The retailer started its CO2 journey in 2020 with a new store installation. Since then, it has installed CO2 in another new store plus a remodeled store. For the refurbishment, the team managed to switch over the old HFC system to CO2 without any downtime to the store. An adiabatic gas cooler was used for all three installations.

Ready for the future

“Our goals for refrigeration, when we were contemplating between using the synthetic refrigerant and natural refrigerant, was that we wanted to be future-proof,” said Braun. “We want to make sure when we were spending the capital to do a new store or a remodeled store that we were setting ourselves up for the next 20 years plus; that we weren’t going to put something in and have it be regulated out in the next five to 10 years.”

Having good service and installation support was also important for Coborn’s, as was a financially viable upfront cost and total cost of ownership of the equipment over its lifespan. The CO2 installation ticked all those boxes.

“Our plans, going forward, are for all new builds to be transcritical CO2,” noted Braun. The  company also has plans to remodel two existing stores from HFC to transcritical CO2 in 2023 and 2024. “That’s due to the utility savings that we are seeing with CO2 versus standard HFCs. We want to keep doing more.”

Reducing costs with CO2

According to Braun, one of the advantages of going with CO2 is the construction-cost reduction. Coburn’s have been able to eliminate the cost of additional gas boilers thanks to the heat reclaim benefits from the CO2 system.

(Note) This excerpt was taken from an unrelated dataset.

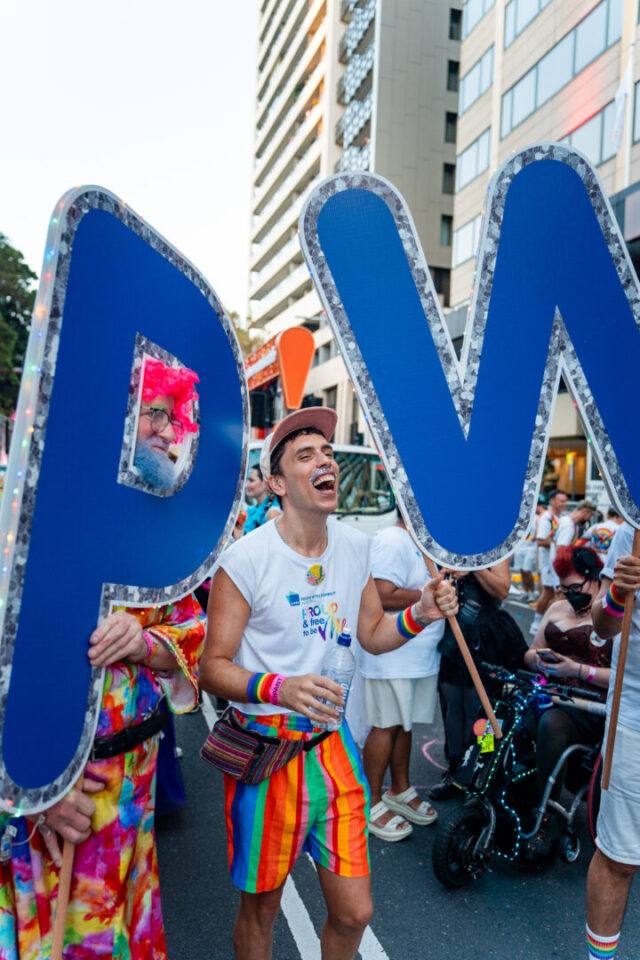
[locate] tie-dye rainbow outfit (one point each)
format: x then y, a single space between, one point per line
114 909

Another plus is that the CO2 system’s architecture is considerably smaller than that of a standard HFC system, explained Braun. As such, Coborn’s has been able to either reduce the size of the mechanical room or fit more equipment into it without increasing its size. The chain also didn’t have to spend money on the structural steel required to house the fan condensers needed in the past for the HFC systems.

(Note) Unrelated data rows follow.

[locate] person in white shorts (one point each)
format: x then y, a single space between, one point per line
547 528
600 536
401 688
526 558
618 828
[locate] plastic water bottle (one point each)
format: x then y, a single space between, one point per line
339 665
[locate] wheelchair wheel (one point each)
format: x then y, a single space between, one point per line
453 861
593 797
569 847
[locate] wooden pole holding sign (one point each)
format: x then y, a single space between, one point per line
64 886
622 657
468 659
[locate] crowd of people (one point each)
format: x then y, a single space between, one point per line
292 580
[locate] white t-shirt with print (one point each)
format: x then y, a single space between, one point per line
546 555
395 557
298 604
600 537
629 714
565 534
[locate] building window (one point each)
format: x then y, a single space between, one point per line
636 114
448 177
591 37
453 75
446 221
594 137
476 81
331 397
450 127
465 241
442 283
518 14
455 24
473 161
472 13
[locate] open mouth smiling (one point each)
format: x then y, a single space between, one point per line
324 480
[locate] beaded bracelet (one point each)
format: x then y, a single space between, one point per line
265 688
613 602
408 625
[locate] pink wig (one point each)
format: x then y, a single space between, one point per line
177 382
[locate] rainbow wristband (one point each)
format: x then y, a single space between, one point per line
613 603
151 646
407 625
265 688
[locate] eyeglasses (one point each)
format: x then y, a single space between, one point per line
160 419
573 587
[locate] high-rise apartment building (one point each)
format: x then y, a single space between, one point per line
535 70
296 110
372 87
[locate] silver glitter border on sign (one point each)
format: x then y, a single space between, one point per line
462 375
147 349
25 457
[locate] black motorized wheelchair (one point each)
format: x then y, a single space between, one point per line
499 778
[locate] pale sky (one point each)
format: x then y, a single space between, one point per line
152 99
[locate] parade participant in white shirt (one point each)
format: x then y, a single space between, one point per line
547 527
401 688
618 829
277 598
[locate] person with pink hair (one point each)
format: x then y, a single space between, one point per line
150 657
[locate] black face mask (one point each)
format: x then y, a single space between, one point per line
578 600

A big benefit has been energy savings, said Braun. When comparing the kilowatt hours of electricity used per square foot in two new build Coborn’s stores, one CO2 and one R448, the chain found that the store fitted with a CO2 system achieved average savings on utilities of 15% per square foot over the R448 store. In a comparison of refurbished stores, the savings went up to 25%.

“Our plans, going forward, are for all new builds to be transcritical CO2.”

Chris Braun, Coborn’s

Lessons learned

Braun explains that it is important to consider the climate when choosing a transcritical CO2 system. For Coborn’s, CO2 makes sense because of the cooler climate and the fact that the system only goes into supercritical mode on average 12–14 days a year – typically only for a couple of hours per day. During this period, the system consumes higher energy and the service calls increase. Technology like adiabatic condensers is key to keeping high ambient conditions to a minimum, said Braun. Other equipment like ejectors and parallel compression also serve that purpose.

It is also important to choose a reputable refrigeration contractor who understands CO2, Braun advised. Coborn’s used the same contractor for all three of its CO2 installations. He also recommended having an electrician who understands how to wire all the equipment correctly. Having an experienced team can make the switch to CO2 much easier, according to Braun.

Another benefit is the cost of CO2, which is significantly lower than that of refrigerants like R448. During a failure at one of the sites, about US$2,500 worth of CO2 was blown off. Had that been an HFC, US$40,000–$50,000 worth of the refrigerant would have been lost, noted Braun.

Challenges in using CO2 include longer start-up after power failures, leaks and the current lack of CO2 cylinder availability for backups.